Genji tenta de la consoler. Il prit un instrument et lui demanda de jouer et de chanter avec lui ; mais elle n’y toucha pas, prétextant qu’elle ne pouvait pas en jouer aussi bien que la jeune fille d’Akashi. Cette légère jalousie la rendit encore plus captivante à ses yeux, et sans plus de remarques, le sujet fut abandonné.
Le 5 mai était le cinquantième jour de la naissance de l’enfant. Genji envoya donc un messager à Akashi quelques jours avant la date prévue. À Akashi, la fête de circonstance fut préparée avec le plus grand soin, et l’arrivée du messager de Genji tomba à point nommé.
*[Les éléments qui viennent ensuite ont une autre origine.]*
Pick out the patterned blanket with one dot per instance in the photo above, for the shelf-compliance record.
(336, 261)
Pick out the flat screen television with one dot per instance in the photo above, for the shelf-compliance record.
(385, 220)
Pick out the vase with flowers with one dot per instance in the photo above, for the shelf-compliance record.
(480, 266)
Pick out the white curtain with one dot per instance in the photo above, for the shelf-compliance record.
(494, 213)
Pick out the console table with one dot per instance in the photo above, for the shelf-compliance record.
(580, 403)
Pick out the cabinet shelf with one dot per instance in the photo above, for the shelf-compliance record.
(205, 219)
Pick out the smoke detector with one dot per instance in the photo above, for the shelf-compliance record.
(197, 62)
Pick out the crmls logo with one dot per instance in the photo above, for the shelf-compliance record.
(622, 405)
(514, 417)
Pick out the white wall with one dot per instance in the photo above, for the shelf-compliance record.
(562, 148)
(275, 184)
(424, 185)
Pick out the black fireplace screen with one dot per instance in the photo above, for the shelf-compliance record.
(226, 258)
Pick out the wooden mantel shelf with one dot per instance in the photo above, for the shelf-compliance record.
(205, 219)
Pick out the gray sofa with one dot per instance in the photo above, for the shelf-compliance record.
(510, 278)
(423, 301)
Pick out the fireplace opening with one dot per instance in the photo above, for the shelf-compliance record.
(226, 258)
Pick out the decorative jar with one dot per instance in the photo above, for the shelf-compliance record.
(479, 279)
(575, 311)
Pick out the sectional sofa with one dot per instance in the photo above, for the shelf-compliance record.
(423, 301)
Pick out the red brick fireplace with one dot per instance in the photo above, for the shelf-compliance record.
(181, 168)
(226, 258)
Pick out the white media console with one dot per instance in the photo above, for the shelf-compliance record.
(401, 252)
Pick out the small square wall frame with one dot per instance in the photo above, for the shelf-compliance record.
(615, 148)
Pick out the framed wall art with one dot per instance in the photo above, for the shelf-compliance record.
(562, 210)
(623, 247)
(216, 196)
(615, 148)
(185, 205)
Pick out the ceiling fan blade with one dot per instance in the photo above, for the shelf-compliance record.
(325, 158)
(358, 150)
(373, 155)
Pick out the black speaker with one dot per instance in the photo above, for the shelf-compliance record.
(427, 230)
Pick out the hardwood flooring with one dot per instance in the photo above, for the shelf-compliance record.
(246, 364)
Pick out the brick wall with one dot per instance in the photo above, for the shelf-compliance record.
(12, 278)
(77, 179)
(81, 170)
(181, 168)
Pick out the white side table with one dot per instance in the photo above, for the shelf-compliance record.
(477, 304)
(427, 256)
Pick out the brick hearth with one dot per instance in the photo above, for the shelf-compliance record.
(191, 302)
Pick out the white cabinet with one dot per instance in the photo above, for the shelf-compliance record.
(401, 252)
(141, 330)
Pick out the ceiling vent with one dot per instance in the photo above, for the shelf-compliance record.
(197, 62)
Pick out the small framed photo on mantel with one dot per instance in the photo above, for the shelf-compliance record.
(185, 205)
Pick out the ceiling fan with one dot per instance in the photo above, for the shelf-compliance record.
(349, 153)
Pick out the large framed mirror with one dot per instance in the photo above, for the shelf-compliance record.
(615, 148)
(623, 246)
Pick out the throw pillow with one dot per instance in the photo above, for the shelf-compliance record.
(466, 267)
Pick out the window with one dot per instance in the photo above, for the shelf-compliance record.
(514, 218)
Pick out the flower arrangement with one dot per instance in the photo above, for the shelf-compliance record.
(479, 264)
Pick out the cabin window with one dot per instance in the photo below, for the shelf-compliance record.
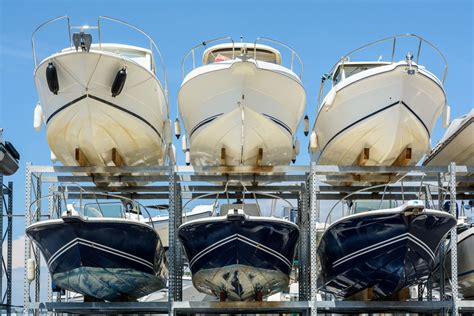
(224, 54)
(352, 69)
(366, 206)
(113, 210)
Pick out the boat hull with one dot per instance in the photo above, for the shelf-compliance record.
(240, 257)
(458, 147)
(465, 263)
(84, 114)
(385, 251)
(383, 109)
(106, 260)
(242, 107)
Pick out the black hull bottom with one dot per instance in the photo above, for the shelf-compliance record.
(105, 260)
(239, 258)
(385, 252)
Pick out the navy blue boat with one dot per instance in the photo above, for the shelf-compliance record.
(104, 258)
(239, 257)
(385, 250)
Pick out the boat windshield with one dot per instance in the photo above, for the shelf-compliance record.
(222, 53)
(366, 206)
(349, 69)
(113, 210)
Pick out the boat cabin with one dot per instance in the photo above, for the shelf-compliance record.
(141, 56)
(367, 206)
(229, 51)
(247, 208)
(347, 69)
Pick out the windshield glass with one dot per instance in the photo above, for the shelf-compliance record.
(114, 210)
(223, 54)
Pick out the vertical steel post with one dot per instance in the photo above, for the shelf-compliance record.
(37, 251)
(301, 290)
(172, 240)
(28, 219)
(1, 236)
(442, 248)
(9, 244)
(51, 190)
(453, 238)
(303, 221)
(313, 221)
(179, 254)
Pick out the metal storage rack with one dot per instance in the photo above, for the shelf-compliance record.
(301, 183)
(6, 210)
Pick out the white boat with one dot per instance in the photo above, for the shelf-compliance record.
(102, 103)
(242, 107)
(456, 145)
(378, 113)
(161, 222)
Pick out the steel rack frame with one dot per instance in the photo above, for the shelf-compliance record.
(6, 205)
(304, 184)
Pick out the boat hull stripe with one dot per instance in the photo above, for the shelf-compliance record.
(385, 243)
(107, 103)
(244, 240)
(375, 113)
(203, 122)
(84, 242)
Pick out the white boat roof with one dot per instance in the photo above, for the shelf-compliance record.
(455, 125)
(111, 47)
(210, 53)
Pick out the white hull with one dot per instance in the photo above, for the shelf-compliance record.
(457, 145)
(465, 263)
(383, 109)
(242, 107)
(84, 115)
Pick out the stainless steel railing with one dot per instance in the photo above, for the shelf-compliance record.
(293, 52)
(192, 52)
(421, 41)
(153, 46)
(62, 196)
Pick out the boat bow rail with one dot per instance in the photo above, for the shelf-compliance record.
(347, 57)
(154, 50)
(192, 53)
(84, 210)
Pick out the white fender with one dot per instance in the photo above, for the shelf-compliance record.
(329, 100)
(173, 154)
(53, 157)
(297, 147)
(184, 143)
(446, 116)
(177, 128)
(30, 269)
(306, 125)
(313, 142)
(167, 132)
(188, 157)
(38, 117)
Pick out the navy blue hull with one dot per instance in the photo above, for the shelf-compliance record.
(385, 252)
(108, 260)
(239, 257)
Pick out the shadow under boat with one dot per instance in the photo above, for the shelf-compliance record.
(104, 251)
(239, 254)
(385, 248)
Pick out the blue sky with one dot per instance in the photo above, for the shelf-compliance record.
(321, 31)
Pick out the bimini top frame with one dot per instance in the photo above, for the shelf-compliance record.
(346, 58)
(153, 46)
(294, 54)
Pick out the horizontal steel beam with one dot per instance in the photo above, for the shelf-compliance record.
(319, 169)
(108, 307)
Racontons maintenant quelque chose de la princesse Wistaria. Bien qu’elle fût devenue religieuse, son titre d’ex-impératrice n’avait jamais été perdu ; et le changement de souveraine lui conférait de nouveaux honneurs. Elle avait été reconnue comme l’équivalent d’une impératrice régnante ayant abdiqué. Une généreuse pension lui fut accordée, et une maison convenable fut établie pour son usage personnel. Elle continua cependant sa dévotion à la religion, venant de temps à autre à la Cour voir son fils, où elle était reçue avec la plus grande cordialité ; de sorte que sa rivale, la mère de l’ex-empereur, dont l’influence était écrasante jusqu’à récemment, commençait à se sentir comme une personne à qui le monde était devenu pénible.
Entre-temps, les affaires publiques changèrent entièrement d’aspect, et le monde semblait alors divisé entre le Dajiôdaijin et son gendre, Genji, par l’influence duquel toutes les choses publiques étaient influencées.
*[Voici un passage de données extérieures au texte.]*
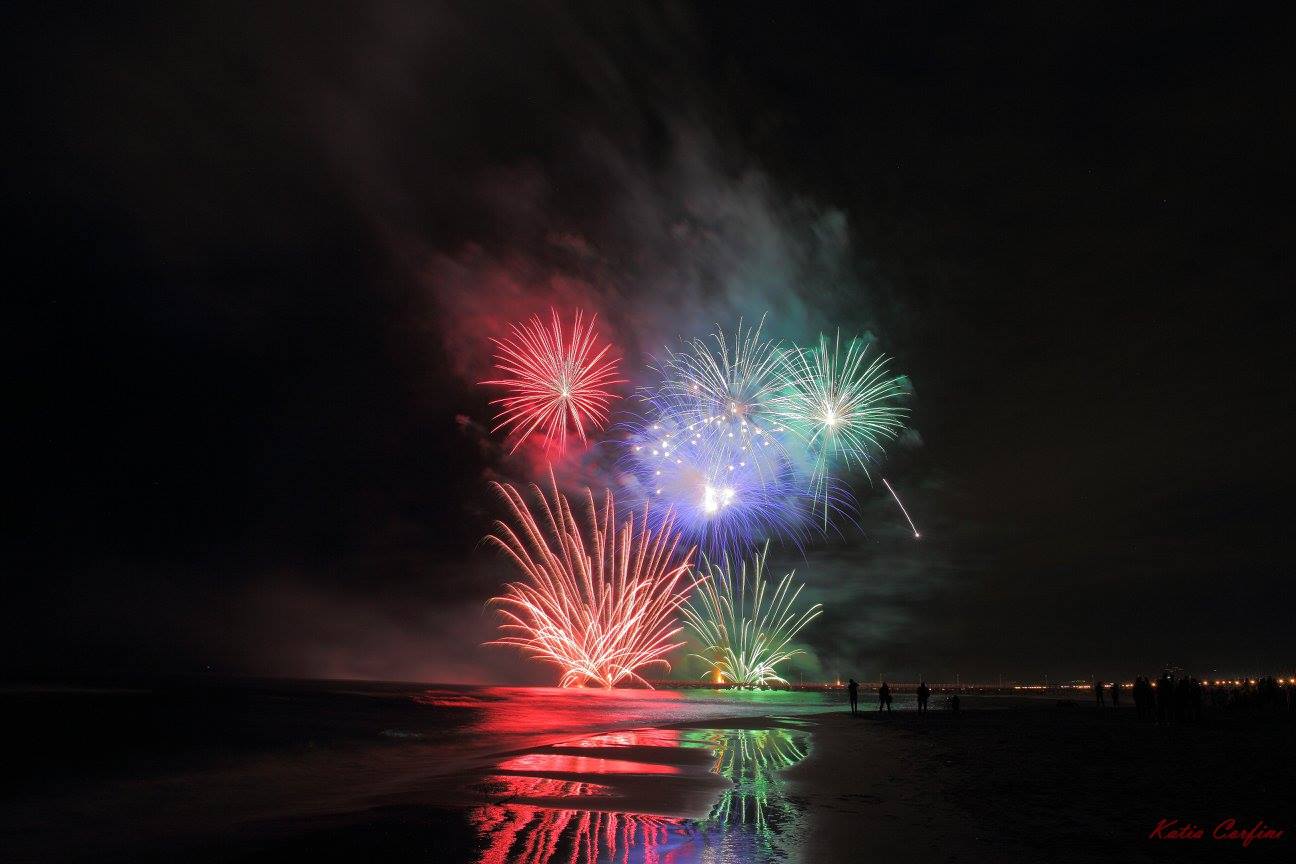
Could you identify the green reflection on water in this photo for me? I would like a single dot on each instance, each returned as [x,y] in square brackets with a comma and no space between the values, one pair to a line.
[751,759]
En août de cette année-là, la fille de Gon-Chiûnagon (anciennement Tô-no-Chiûjiô) fut introduite à la Cour. Elle s’installa dans le Kokiden, autrefois occupé par sa tante maternelle, et fut dès lors surnommée Niogo de Kokiden. Le prince Hiôb-Kiô avait également l’intention d’introduire sa seconde fille à la Cour, mais Genji n’y prêta aucune attention. Que compte-t-il faire à ce sujet ?
Ce même automne, Genji se rendit au temple de Sumiyoshi pour accomplir ses vœux. Son cortège comprenait de nombreux jeunes nobles et des serviteurs de la Cour, ainsi que ses propres serviteurs.
Par un heureux hasard, la jeune fille d’Akashi, empêchée de se rendre au Temple depuis l’année précédente, arriva le même jour. Son groupe voyageait en bateau et, arrivé sur la plage, ils aperçurent le cortège de Genji qui les précédait. Ils ne savaient pas de quel cortège il s’agissait et interrogeèrent les passants, qui, en retour, leur demandèrent avec sarcasme : « Qui ignore la venue de Naidaijin, le Prince Genji, ici aujourd’hui pour accomplir ses vœux ? »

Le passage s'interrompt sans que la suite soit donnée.